Um dado interessante do Congresso foi a expressiva participação de brasileiros, mesmo tratando-se de uma disciplina relativamente pouco conhecida no nosso país. O destaque foi para o IPE — Instituto de Pesquisas Ecológicas. Todos os anos o Congresso homenageia uma ONG que tenha contribuído para a Conservação da Biologia. O IPE foi a ONG homenageada em 1999. Seu presidente, Cláudio Pádua, recebeu a distinção. Ele também apresentou um trabalho analisando a influência de espécies ameaçadas de extinção sobre as políticas de reforma agrária, em co-autoria com L, Cullen Jr e Suzana Pádua.


Veja alguns dos outros trabalhos que foram apresentados sobre o Brasil, representando a produção científica de órgãos do governo, ONGs e universidades:


– Adriana Moreira e D. C. Nepstad examinaram como os estudos do Woods Hole e do Ipam sobre fogo na Amazônia influenciaram as políticas governamentais.

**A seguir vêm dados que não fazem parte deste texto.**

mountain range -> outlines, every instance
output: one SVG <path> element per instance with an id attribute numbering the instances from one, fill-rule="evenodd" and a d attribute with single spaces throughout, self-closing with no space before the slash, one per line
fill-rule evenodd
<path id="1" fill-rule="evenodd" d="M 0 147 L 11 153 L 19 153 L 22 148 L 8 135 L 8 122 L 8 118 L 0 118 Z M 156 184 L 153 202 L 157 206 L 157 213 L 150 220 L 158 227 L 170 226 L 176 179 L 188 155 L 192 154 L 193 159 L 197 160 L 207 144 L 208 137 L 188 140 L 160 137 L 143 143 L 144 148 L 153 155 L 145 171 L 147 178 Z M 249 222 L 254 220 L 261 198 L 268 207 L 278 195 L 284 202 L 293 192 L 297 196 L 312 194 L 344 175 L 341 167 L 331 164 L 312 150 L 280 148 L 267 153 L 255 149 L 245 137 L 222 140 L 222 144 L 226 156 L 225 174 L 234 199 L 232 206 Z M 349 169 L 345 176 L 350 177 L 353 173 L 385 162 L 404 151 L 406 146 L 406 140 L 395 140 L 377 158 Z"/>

– Cláudia Azevedo-Ramos, Oswaldo de Carvalho Jr., Kemel Kalif, Paulo R. S. Coutinho e Alexandre Aleixo analisaram o efeito de desmatamento de alto e baixo impacto sobre a fauna da Amazônia.


– D. Agosti, S. Saatchi, J.H. Delabie, J. Musinsky e K. Alger discutiram a biodiversidade da mata atlântica, particularmente na região de Una, Bahia.


– D.P. Tubelis e R.B. Cavalcanti discutiram o papel das pastagens na conservação do cerrado.


– Deborah Faria e Julio Baumgarten examinaram o papel dos morcegos em áreas fragmentadas de mata atlântica.


– Gustavo Fonseca, Márcio Ayres, J. B. Thomsen e L.E. Alonso discutiram os resultados dos corredores de biodiversidade em fase de implantação pelo governo brasileiro.


– R. Pardini analisou o efeito da fragmentação da floresta sobre mamíferos terrestres da mata mtlântica do sul da Bahia.